The result was overshadowed by other competitive races, but Democratic voters in Iowa House district 66 produced a big victory for marriage equality yesterday. Elder Clair Rudison, a socially conservative pastor, challenged two-term State Representative Ako Abdul-Samad. Rudison sent out at least five direct-mail pieces attacking Ako's record, two of which mentioned gay marriage (I posted those here).
Most Iowa politics-watchers were confident Ako would win this primary, but in a low-turnout environment anything can happen, so I was relieved to see Ako won 75 percent of the vote yesterday. The result is important because the only Iowa House Democrat who has consistently worked with Republicans to bring a constitutional amendment on marriage to a vote is retiring this year. If Rudison had won the primary, Republicans would be able to continue to claim bipartisan support for their battle against equality and reproductive rights.
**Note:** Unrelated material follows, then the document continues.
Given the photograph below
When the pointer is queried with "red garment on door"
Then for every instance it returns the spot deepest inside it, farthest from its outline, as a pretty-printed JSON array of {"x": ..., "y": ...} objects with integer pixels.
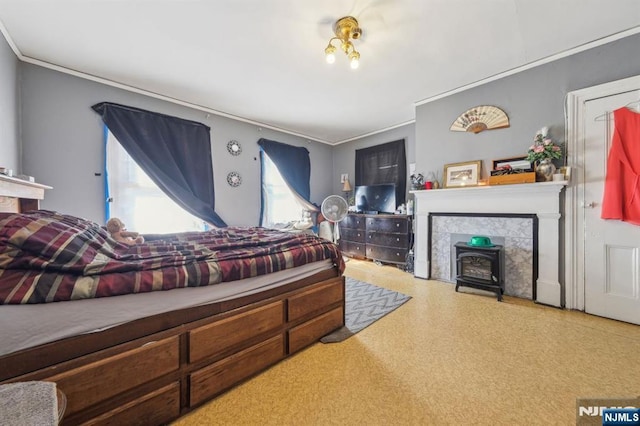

One Iowa released a statment on the House district 66 results. Excerpt:
Voters rejected the negative and divisive tactics he and the Iowa Family Policy Center used to try to smear his opponent. "We congratulate Rep. Ako Abdul-Samad on his decisive victory and welcome his continued leadership at the statehouse," said Jenison.
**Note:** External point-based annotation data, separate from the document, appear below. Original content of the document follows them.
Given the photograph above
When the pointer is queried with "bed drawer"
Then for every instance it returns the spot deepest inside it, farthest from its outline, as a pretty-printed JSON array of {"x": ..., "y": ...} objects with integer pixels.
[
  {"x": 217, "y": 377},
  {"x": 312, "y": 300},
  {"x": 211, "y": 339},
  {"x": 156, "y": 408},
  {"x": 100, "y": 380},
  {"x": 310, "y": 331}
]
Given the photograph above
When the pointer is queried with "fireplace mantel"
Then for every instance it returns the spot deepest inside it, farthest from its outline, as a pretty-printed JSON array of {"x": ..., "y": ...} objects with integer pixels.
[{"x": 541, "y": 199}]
Chuck Hurley and his followers at the Iowa Family Policy Center recruited Clair Rudison to run against long-time community activist and current state representative Ako Abdul-Samad in the Democratic primary simply because Abdul-Samad supports marriage equality for all Iowans.
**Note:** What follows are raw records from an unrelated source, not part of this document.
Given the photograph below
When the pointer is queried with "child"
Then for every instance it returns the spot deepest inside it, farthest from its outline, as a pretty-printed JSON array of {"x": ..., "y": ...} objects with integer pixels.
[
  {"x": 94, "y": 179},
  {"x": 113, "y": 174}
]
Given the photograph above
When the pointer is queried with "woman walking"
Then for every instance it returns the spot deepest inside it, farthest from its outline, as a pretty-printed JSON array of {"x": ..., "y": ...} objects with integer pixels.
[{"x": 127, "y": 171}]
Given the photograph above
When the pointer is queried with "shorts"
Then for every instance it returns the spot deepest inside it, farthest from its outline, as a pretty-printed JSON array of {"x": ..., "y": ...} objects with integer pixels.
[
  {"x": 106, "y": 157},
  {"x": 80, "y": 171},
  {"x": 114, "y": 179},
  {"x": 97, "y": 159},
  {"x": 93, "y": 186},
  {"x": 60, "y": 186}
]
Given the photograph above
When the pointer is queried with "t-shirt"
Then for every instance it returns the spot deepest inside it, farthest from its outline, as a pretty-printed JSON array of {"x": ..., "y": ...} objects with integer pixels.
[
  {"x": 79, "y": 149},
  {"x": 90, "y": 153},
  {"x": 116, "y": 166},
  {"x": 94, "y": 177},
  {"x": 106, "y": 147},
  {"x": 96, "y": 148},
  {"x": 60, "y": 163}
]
"For more than a year, the Iowa Family Policy Center said repeatedly that the legislative elections in 2010 will be about one thing: gay marriage," said One Iowa Executive Director Carolyn Jenison. "Tonight's results prove them wrong. Iowans are not interested in writing discrimination into our constitution. They are concerned with creating jobs, improving our schools, and moving our state forward."
The recent Research 2000 Iowa poll for KCCI-TV should be a warning to Republicans who think bashing gay marriage will be their winning ticket in November. About 53 percent of respondents said they favored marriage rights for same-sex couples, while only 41 percent opposed them. KCCI's managing editor for internet broadcasting provided the cross-tabs for that part of the poll. They indicate that support for equality is stronger among women (57-36) than among men (49-46). The KCCI poll showed independents supporting same-sex marriage rights by 58-31, closer to the Democratic numbers of 81-17 than to the Republican respondents, who oppose marriage equality by 83-14.